A decisão será publicada no Federal Register, o diário oficial dos Estados Unidos, nesta quarta-feira (29). O comunicado da Casa Branca, porém, não estabelece novas sanções contra o Brasil nem restabelece a tarifa adicional aplicada às exportações brasileiras no ano passado.
Na prática, a medida representa a continuidade formal da Ordem Executiva 14323, assinada por Trump em 30 de julho de 2025, e tem impacto econômico limitado neste momento. O principal efeito é político: a manutenção de uma declaração de emergência contra um parceiro comercial estratégico dos Estados Unidos.
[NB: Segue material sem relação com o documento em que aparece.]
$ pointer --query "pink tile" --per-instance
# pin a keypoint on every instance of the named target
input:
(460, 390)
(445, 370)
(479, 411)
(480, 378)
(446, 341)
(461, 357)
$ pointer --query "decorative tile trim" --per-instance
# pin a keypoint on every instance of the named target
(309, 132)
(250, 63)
Do ponto de vista comercial, a decisão desta semana não altera imediatamente as condições de exportação brasileiras para os Estados Unidos, mas o efeito mais relevante é visto no campo diplomático: Washington mantém aberta a possibilidade de utilizar instrumentos de emergência como ferramenta de pressão política em negociações futuras.
Para o Brasil, a medida reforça a necessidade de acompanhar a evolução da relação bilateral, especialmente em áreas como comércio, investimentos e cooperação econômica.
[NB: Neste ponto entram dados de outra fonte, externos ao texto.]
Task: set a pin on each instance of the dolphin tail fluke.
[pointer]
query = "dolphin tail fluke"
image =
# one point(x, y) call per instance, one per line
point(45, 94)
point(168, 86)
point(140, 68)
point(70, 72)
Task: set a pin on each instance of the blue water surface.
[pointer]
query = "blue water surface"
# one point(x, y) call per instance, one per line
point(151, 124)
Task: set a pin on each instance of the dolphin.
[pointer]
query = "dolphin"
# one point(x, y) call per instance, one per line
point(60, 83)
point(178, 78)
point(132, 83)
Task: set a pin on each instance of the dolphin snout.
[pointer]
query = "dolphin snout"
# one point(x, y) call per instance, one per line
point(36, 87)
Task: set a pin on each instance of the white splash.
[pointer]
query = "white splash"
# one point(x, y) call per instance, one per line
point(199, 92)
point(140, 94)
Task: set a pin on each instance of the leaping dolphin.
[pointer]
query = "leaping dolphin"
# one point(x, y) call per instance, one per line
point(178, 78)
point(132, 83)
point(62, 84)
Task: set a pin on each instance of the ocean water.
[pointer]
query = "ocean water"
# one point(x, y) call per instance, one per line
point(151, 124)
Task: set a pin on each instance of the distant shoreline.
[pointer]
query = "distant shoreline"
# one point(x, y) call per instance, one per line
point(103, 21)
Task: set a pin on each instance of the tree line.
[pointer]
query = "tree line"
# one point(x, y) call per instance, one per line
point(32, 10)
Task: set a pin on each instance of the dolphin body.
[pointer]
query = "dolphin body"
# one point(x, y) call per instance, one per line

Casa Branca mantém críticas ao STF e narrativa sobre Bolsonaro
Apesar da ausência de novas medidas econômicas, o comunicado divulgado pelo governo Trump repete os argumentos utilizados em 2025 para justificar a declaração de emergência.
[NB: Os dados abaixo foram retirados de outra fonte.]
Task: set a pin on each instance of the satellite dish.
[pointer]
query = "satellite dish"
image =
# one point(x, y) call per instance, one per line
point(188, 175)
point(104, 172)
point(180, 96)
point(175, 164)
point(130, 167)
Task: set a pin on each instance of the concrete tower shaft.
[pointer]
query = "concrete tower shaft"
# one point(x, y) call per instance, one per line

O texto volta a citar supostas restrições à liberdade de expressão, decisões do Supremo Tribunal Federal (STF) e acusações de perseguição política contra o ex-presidente Jair Bolsonaro, sua família e seus apoiadores.
Segundo a Casa Branca, determinadas ações atribuídas ao governo brasileiro continuariam representando uma ameaça aos interesses dos Estados Unidos.
As acusações fazem parte de uma disputa política entre Washington e Brasília que ganhou força após Trump vincular questões internas brasileiras à política comercial norte-americana.
Tarifa contra o Brasil foi derrubada pela Suprema Corte americana
Em 2025, a Casa Branca utilizou a Lei de Poderes Econômicos de Emergência Internacional (International Emergency Economic Powers Act — IEEPA) para justificar uma tarifa adicional de 40% sobre produtos brasileiros.
O mecanismo, contudo, foi contestado judicialmente nos Estados Unidos. Em fevereiro deste ano, a Suprema Corte americana decidiu que a legislação não autorizava o presidente a utilizar esse instrumento para impor tarifas comerciais.
Com a decisão judicial, a sobretaxa perdeu validade. A prorrogação anunciada agora não recupera automaticamente a tarifa nem cria uma nova barreira comercial contra produtos brasileiros.
A renovação atende a uma exigência da legislação norte-americana sobre emergências nacionais, que determina que medidas desse tipo sejam revistas periodicamente pelo governo.